Opinions were divided about the value of existing ‘innovation champions’ espoused by AHSNs (these being ‘star clinicians/academics’ ) or of ‘innovation scout’ networks. Some emphasised the need for more varied and general system leadership and appropriate governance processes; clinical pathways and leadership were noted to differ widely between different disease areas and innovative technologies.
Innovation champion organisations
Respondents were generally opposed to the proposal that a single organisation could lead regional adoption of innovation. Rather, championing innovation was suggested to necessitate not just AHSNs and specialist clinicians but also the involvement of primary care, nurses and clinical commissioning groups (CCGs). The latter were thought to have an important role in ensuring a balance between the needs and benefits of targeted patient groups and the wider population. Collaboration was strongly emphasised as needed to ensure widespread uptake and avoid what was said to be a ‘not invented here’ culture in the NHS.
Report recommendations
The report authors note that their assessment was necessarily limited by the ‘relatively focused nature of this work’ but propose three conclusions:
- A new earmarked fund should be channelled through AHSNs, preferably in alignment with existing funding mechanisms
- Clinicians need to adopt AHSN roles of innovation scouts and innovation champions to form a connected community to facilitate the adoption and diffusion of innovation in the NHS
- For any given region, multiple innovation champion organisations will be needed with collaborative decision-making
The first two of these conclusions seem to conflict with views expressed by non-AHSN stakeholders consulted.
The inherent limitations of AHSNs in diffusion of innovation
The PHG Foundation response to the AAR interim report called for the need to distinguish between the development and testing of innovative products and service pathways by specialist clinicians, and the implementation of innovative products and services across the health service by all front-line health professionals. It was proposed that AHSNs were crucial centres of innovation, but fundamentally unsuited to lead NHS-wide adoption and diffusion of these innovations, especially those that were not commercial products such as therapeutics.

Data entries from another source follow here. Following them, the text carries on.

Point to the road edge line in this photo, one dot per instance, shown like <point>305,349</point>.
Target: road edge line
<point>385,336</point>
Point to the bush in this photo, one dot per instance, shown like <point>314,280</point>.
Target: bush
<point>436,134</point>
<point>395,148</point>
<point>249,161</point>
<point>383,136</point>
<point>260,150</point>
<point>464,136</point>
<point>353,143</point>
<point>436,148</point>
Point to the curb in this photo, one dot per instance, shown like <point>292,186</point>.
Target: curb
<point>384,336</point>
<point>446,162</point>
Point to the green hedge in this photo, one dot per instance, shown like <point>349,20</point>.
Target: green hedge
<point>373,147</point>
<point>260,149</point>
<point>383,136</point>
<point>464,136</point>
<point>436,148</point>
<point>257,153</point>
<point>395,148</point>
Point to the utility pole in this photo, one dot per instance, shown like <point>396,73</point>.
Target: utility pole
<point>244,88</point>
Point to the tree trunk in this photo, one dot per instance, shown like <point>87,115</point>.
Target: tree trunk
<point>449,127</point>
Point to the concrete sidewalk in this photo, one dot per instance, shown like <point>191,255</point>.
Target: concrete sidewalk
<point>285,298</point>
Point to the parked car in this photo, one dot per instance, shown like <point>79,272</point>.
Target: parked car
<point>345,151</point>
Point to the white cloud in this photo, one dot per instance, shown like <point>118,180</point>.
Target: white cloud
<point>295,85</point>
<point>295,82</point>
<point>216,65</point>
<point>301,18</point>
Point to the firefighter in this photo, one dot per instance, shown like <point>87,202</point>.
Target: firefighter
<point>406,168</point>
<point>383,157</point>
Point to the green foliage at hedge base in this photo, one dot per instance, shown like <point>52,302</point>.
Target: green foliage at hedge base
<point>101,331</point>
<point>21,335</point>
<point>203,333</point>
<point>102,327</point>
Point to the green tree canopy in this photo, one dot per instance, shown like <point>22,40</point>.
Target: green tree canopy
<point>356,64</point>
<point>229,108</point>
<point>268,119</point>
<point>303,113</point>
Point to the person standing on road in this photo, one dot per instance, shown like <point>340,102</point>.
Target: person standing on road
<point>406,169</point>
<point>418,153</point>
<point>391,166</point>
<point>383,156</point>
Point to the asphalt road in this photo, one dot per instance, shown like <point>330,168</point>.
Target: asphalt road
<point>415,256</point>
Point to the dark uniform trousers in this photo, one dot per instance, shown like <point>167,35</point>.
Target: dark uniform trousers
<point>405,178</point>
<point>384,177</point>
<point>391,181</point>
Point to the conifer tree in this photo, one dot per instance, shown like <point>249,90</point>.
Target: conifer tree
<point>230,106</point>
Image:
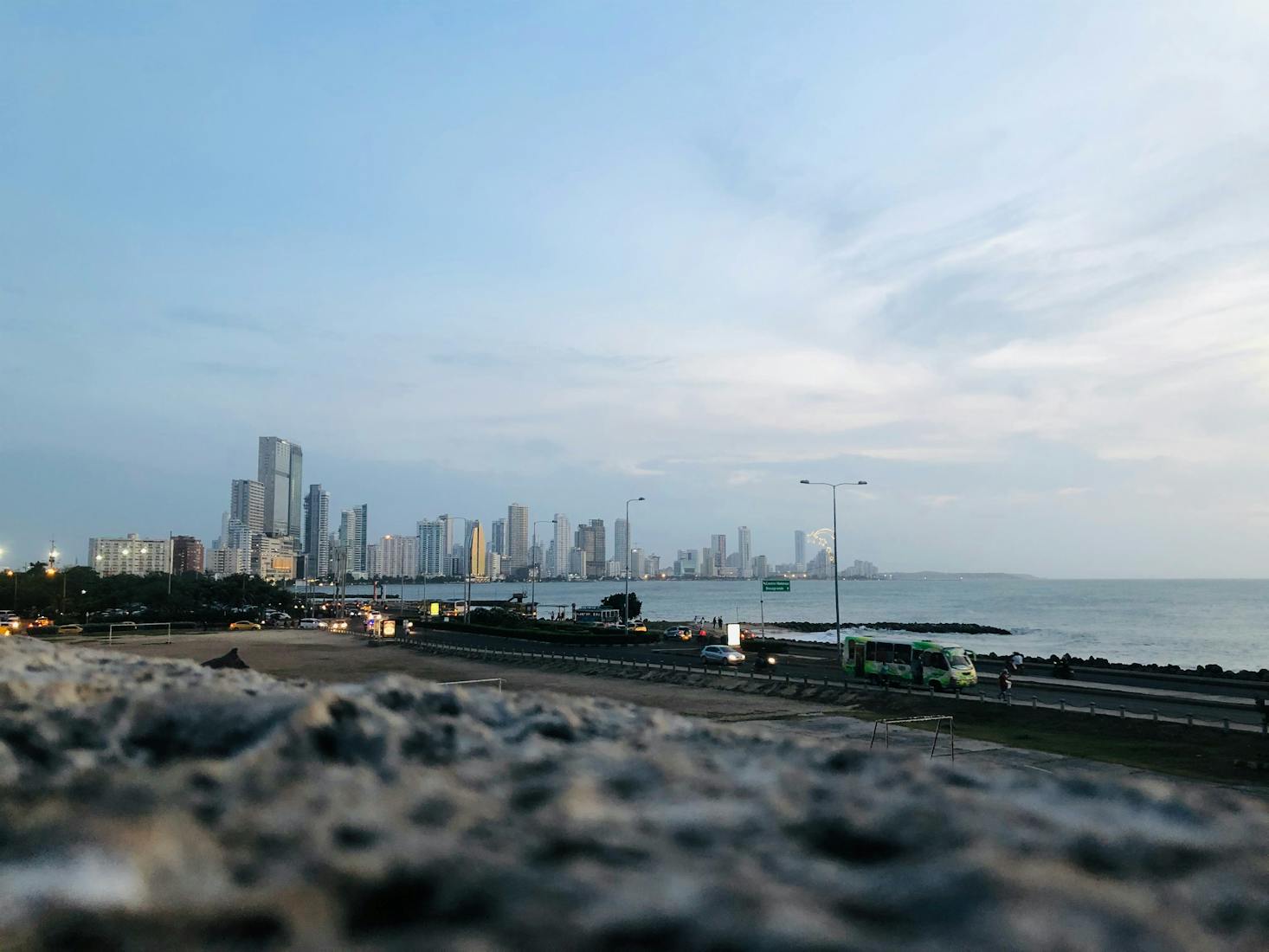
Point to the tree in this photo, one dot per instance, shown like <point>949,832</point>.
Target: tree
<point>615,601</point>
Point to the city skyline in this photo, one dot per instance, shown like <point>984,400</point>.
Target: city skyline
<point>1008,269</point>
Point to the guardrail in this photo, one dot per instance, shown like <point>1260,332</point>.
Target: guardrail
<point>979,697</point>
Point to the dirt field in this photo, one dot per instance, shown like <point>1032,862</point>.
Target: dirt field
<point>319,655</point>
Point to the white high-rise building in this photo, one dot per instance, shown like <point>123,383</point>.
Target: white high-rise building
<point>564,546</point>
<point>222,563</point>
<point>718,547</point>
<point>432,549</point>
<point>397,556</point>
<point>128,555</point>
<point>621,544</point>
<point>351,536</point>
<point>280,471</point>
<point>448,533</point>
<point>744,544</point>
<point>517,536</point>
<point>247,505</point>
<point>316,532</point>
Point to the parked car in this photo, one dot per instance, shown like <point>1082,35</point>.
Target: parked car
<point>721,654</point>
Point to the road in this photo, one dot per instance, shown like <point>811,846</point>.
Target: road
<point>1207,702</point>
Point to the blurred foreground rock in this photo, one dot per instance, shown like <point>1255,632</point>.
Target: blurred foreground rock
<point>158,805</point>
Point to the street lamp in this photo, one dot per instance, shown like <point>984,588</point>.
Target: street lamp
<point>836,568</point>
<point>533,571</point>
<point>626,604</point>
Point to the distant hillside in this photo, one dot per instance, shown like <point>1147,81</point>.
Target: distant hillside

We would therefore reiterate the need for dedicated funding to be made available and governed independently of the AHSNs, both for the national collaborative development work needed to support widespread NHS implementation of innovations, and for the support of individual health professionals to engage in such efforts. Professional recognition and incentivisation (in the form of funded time away from clinical duties) would be good ways to do this, allowing many individual clinicians to engage in ‘diffusion’ work to make innovations more widely available to patients within their own specialty, rather than selecting just a few to be specialist innovation champions.
Ensuring national availability of innovations
The framing of the report so firmly around the existing structures of academic health science centres and networks calls into question how open the consultation on interim proposals really was. Building on existing strengths is generally a sound approach, but in this particular instance the complexities of the situation mean that AHSNs should lead on nurturing and trialling healthcare innovations, but not on national deployment.
Rather, dedicated funding and support should be made available for the coordinated and collaborative national-level redesign of NHS processes and pathways, for the development of commissioning and clinical guidelines, and for health professional education. This will ensure that the transformative innovations pioneered in AHSNs and specialist centres and for which appropriate evidence of patient and / or economic benefits is available can be made swiftly available to all NHS patients who can benefit from them - not just those lucky enough to be referred to specialist clinician researchers.